Os parisienses já têm os reflexos necessários para viver a ameaça terrorista no cotidiano. Assim como nós, brasileiros, dominamos a arte de sobreviver à violência urbana no cotidiano.
A violência existe em quase todas as sociedade, o que muda é sua forma e sua manifestação.
No Brasil temos cercas elétricas, vigias armados, carros blindados, condomínios fechados, elevadores com código, câmeras e alarmes. Os franceses me perguntam assustados como podemos viver diante de tamanha ameaça.
E vocês, agora, se perguntam, inquietos, se vale a pena desembarcar em Paris.
Cedo, o pequeno parisiense aprende a observar se existe algum objeto abandonado nos lugares públicos: ônibus, metrôs, estações, aeroportos. Recentemente, na gare de Lyon, um jovem denunciou, ao gerente da farmácia, uma mala abandonada diante da porta de entrada. Eu estava no interior e acompanhei a chegada dos seguranças e logo em seguida a chegada de um viajante esbaforido dizendo que a mala era dele.
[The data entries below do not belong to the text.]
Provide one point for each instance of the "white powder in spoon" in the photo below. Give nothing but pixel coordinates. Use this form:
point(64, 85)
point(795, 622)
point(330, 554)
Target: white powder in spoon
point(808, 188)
Cedo, eles aprendem também que, apesar de ser necessário estar sempre atento, a vida continua. Ninguém deixa de viajar, pegar o metrô, ir ao cinema, passear nas ruas e parques. Percebo nesta atitude um desafio, uma admirável altivez diante do inimigo. No dia do atentado do Charlie Hebdo, na manifestação da praça da Republique, o maior cartaz dizia: not afraid.
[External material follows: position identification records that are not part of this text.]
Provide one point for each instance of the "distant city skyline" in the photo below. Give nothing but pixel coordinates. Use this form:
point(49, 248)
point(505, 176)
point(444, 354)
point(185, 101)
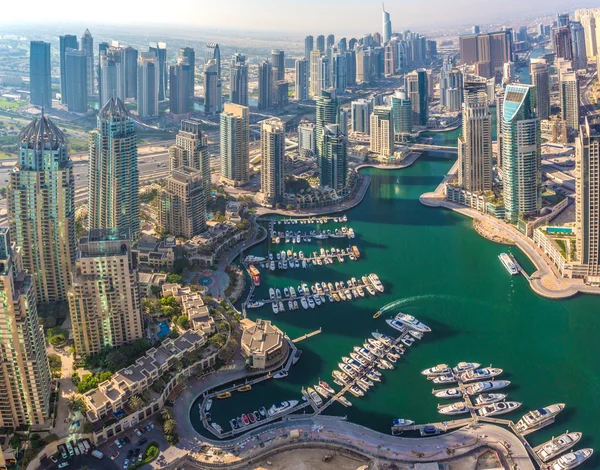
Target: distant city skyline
point(355, 18)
A filha de Wolinski, um dos cartunistas assassinados, no dia mesmo do atentado publicou a foto do escritório do seu pai com a seguinte legenda: Papai partiu, Wolinski não. O pai morreu, mas a causa pela qual ele sempre lutou continua viva.
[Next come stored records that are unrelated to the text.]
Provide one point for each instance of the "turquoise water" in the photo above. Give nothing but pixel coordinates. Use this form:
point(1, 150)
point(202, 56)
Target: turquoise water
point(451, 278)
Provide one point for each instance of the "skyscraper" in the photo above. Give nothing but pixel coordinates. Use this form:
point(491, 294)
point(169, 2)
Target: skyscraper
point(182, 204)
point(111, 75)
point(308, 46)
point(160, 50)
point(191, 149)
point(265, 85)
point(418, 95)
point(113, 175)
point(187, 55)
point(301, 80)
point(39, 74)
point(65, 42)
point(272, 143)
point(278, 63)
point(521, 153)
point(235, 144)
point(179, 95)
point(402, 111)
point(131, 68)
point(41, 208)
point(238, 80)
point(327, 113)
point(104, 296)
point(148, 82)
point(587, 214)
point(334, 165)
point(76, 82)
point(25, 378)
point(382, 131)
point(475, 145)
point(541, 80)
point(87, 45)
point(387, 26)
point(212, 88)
Ontem, enquanto escrevia este texto, um terceiro atentado estava acontecendo em Vincennes, diante do apartamento da minha cunhada. E, ao mesmo tempo, um amigo do meu marido, por telefone, lhe desejava feliz Ano Novo. E, do escritório, eu os escutava rir e programar encontros futuros.
As ameaças terroristas não deixarão de existir. Mas hoje, Paris está mais preparada, mais bem protegida e mais alerta do que na semana passada. Não desprograme seus encontros futuros. A vida continua.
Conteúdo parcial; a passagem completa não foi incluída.